Escucho canciones nuevas y me siento todavía más perdida. Las conocidas no parecen arrullarme tampoco...
Quiero dormir. Quiero llorar. Quiero gritar.
Pero siempre bajo control.
Ocho horas. Diez mililitros. Cincuenta decibeles.
Me gustaría perder el control... pero hasta eso tengo controlado.
Horarios, apuntes, marcadores.
Todo para ver el futuro, predecir lo impredecible.
La ví venir.
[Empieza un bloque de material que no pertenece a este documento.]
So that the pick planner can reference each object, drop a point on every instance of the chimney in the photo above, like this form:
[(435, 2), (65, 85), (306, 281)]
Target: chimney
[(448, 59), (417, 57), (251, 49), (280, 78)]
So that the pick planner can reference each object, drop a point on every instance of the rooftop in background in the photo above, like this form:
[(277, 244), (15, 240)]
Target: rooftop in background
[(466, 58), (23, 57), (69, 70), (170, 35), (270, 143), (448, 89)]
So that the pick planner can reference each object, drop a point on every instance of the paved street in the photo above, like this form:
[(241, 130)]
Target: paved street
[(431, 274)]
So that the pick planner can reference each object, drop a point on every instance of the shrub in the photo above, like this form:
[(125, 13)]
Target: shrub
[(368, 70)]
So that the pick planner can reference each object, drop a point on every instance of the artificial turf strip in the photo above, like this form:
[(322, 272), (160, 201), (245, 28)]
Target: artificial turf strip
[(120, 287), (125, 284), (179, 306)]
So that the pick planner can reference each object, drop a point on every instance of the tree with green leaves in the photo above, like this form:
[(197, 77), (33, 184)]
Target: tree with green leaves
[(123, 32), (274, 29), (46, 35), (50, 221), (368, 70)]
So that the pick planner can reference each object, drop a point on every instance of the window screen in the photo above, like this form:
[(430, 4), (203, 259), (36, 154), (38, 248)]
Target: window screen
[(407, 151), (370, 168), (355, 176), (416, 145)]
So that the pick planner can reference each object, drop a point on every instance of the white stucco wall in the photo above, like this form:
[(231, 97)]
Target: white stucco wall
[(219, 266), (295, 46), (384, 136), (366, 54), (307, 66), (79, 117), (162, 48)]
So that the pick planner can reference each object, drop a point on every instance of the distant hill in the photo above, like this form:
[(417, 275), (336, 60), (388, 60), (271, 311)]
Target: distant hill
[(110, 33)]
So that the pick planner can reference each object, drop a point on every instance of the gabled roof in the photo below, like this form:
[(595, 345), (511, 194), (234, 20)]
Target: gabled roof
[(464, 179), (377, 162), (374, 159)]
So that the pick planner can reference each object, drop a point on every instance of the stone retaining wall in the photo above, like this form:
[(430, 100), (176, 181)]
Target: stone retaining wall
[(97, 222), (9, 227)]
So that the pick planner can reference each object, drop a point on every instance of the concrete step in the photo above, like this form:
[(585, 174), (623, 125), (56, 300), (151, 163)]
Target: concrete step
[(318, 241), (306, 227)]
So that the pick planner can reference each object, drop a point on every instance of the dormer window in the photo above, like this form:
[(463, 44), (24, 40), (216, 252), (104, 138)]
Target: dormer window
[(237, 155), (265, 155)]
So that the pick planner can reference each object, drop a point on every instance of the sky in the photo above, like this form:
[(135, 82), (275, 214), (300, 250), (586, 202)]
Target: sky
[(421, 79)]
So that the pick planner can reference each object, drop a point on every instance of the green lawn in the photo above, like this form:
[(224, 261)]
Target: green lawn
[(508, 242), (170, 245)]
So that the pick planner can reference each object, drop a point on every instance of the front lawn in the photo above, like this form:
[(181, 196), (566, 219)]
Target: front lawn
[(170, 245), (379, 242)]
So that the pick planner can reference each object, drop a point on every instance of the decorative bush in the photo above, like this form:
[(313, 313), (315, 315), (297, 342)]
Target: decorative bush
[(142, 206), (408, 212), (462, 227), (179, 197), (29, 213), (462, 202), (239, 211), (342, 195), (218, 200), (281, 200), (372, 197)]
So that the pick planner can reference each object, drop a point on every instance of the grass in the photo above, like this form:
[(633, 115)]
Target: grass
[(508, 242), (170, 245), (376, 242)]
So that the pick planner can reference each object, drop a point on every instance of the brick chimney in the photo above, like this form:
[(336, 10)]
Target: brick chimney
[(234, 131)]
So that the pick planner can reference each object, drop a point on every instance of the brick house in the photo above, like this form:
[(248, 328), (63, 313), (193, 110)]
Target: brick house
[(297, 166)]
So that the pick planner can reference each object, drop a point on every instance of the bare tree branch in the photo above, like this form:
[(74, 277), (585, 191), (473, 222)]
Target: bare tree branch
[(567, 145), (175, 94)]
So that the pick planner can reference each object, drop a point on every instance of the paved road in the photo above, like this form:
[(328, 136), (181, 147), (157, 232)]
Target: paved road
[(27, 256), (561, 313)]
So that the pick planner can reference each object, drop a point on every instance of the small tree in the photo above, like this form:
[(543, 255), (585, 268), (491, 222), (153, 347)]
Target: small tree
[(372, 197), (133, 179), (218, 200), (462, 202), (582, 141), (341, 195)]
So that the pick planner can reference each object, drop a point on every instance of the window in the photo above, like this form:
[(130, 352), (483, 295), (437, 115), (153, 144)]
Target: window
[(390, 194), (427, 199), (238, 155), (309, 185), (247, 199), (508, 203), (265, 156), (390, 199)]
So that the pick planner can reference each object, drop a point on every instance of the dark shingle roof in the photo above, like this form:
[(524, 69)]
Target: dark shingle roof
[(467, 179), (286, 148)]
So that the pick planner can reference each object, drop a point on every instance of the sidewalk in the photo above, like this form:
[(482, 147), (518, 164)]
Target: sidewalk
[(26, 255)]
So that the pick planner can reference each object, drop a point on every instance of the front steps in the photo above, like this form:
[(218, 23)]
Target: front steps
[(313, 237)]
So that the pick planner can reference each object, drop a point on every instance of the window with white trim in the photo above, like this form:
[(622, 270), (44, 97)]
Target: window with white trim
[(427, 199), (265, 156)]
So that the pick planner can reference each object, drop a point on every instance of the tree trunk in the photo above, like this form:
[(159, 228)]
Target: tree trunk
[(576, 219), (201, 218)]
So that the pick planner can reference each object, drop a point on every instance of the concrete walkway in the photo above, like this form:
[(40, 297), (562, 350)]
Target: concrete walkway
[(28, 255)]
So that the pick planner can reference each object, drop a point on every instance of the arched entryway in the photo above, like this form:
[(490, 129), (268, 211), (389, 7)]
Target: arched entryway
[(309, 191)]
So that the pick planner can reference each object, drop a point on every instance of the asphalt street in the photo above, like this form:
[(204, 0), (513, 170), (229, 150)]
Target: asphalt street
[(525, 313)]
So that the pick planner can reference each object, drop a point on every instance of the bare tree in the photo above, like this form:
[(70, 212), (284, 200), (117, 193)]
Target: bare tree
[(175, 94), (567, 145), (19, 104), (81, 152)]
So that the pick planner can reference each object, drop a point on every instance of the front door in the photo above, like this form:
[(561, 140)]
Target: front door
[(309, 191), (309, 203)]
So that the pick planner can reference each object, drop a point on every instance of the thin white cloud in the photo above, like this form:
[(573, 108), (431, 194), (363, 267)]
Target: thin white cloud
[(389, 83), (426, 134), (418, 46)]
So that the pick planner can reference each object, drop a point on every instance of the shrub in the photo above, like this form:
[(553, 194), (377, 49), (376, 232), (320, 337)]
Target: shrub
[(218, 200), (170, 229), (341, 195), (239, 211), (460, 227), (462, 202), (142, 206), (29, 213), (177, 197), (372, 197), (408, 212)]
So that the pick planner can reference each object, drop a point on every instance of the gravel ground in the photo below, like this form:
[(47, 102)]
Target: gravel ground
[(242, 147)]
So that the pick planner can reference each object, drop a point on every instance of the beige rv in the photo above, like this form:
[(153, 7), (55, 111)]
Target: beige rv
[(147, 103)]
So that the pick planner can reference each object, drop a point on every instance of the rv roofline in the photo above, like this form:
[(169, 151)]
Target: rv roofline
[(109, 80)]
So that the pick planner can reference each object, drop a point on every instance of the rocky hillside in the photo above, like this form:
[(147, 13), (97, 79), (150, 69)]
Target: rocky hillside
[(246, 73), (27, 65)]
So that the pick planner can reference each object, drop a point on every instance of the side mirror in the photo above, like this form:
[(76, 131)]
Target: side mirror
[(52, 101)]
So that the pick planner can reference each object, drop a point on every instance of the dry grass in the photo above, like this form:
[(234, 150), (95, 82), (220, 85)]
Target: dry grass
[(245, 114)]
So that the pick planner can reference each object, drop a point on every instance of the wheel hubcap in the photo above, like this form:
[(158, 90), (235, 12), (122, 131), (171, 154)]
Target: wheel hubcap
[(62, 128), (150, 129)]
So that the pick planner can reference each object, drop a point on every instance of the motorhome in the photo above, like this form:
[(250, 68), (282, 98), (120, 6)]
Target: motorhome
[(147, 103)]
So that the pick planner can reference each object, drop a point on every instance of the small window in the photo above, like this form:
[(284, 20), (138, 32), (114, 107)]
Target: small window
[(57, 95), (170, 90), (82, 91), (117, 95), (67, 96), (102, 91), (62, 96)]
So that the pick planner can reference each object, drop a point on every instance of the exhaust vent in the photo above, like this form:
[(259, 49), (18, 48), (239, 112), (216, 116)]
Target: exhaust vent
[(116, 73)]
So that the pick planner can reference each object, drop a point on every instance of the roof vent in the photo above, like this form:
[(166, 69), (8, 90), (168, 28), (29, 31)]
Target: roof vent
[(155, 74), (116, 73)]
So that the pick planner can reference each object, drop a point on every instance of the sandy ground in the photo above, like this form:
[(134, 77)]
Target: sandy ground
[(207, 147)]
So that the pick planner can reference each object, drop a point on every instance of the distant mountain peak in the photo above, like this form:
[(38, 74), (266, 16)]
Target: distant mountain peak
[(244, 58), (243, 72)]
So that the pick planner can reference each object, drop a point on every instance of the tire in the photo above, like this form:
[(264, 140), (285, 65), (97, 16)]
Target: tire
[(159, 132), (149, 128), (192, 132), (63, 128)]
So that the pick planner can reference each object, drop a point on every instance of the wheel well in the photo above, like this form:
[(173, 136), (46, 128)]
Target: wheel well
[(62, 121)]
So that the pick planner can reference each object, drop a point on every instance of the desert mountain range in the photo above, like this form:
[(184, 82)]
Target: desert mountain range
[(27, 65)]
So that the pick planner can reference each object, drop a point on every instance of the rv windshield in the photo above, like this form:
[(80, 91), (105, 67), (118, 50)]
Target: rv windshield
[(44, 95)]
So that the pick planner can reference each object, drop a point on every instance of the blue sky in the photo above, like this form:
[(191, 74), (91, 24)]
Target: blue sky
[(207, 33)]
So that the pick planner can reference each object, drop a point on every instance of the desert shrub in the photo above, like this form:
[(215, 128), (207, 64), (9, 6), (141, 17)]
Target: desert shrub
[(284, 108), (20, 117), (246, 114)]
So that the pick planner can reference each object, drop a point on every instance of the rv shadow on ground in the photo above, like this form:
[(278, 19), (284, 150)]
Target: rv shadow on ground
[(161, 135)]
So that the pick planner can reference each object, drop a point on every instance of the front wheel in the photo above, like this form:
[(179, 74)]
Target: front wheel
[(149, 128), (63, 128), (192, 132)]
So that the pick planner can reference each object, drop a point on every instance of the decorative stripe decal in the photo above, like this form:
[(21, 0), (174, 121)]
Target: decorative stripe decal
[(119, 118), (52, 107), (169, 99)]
Bueno, no mucho. No quería pensar en lo negativo, pero sabía que iba a salir perdiendo, después de todo, ni siquiera soy parte del todo que me afecta... O si?
Ya ni sé.
No tengo ganas de hablar(lo) con nadie. Pero siempre estoy yo, ahí en el medio.
Ventajas y desventajas de estar tanto tiempo conmigo.
Echo. Hecho. Eco... Ecoooo?
Cierro los ojos. Abro los oídos. Al menos tengo canciones nuevas, para penas viejas.